Malgré les affirmations au contraire, le Venezuela n’est pas si isolé. Signe des temps, la majorité des pays de l’OEA, ont résisté le jeudi 24 janvier aux pressions du Secrétaire d’État Mike Pompeo pour appuyer la solution Guaidó. Washington et le Groupe de Lima ont échoué au test de l’OEA. Pourtant, cette organisation régionale a été inféodée traditionnellement à Washington. Des gouvernements latino-américains appuient le gouvernement Maduro : La Bolivie, Cuba, le Salvador, Nicaragua, Trinidad Tobago. D’autres sont contre l’intervention ou pour les négociations. Le nouveau président du Mexique, Andrés Manuel Lopez Obrador (AMLO) est revenu à son ancienne politique de non-ingérence dans les affaires internes d’autres États. L’Uruguay et d’autres pays latino-américains vont dans le même sens. La majorité des pays du CARICOM sont pour la non-ingérence et une solution négociée. (Barbade, Belize, Dominica, Antigua, St-Vincent, Suriname, Trinidad et Tobago, entre autres.)

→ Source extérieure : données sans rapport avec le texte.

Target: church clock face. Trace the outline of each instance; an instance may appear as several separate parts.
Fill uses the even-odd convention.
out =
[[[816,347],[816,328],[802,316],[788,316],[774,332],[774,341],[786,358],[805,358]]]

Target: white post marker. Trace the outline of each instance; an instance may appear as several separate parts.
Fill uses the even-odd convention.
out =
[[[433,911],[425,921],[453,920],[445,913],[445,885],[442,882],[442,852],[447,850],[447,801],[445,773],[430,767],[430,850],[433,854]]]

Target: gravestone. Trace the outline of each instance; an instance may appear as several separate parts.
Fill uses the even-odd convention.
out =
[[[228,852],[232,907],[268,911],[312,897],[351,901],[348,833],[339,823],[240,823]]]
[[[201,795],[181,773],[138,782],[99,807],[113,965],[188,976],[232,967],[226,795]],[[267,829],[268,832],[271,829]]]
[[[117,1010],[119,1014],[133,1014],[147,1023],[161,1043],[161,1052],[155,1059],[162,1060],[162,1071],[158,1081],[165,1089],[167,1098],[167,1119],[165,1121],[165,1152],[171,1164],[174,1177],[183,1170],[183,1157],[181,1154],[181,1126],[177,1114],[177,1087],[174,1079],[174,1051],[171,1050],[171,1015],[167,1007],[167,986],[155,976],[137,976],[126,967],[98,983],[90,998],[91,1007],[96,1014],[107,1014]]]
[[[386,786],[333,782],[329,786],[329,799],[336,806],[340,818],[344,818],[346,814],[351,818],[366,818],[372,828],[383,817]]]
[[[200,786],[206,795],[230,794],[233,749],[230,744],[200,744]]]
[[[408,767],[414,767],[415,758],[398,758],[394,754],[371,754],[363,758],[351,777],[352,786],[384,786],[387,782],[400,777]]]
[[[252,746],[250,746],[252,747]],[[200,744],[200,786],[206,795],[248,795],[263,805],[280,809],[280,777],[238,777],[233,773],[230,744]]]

Le Mexique, l’Uruguay et le secrétaire général de l’ONU invitent pour le 7 février à une conférence internationale sur la situation au Venezuela, ce qui constitue une alternative à la solution Guaidó. Ni dans le monde Aussi, le samedi 26 janvier, ce fut le tour de Conseil de sécurité de l’ONU de bloquer la reconnaissance de Guaidó exigée par Mike Pompeo. À différence de l’attaque contre la Libye de Kadhafi, cette fois, la Russie et la Chine ont imposé leur veto. Ceci équivaut à un questionnement de la zone d’influence américaine par d’autres puissances internationales. D’ailleurs, le soutien à Maduro de la Russie, la Turquie, l’Iran, la Chine, l’Afrique du Sud, la Syrie, la Corée du Nord, entre autres, indique une internationalisation de la situation vénézuélienne.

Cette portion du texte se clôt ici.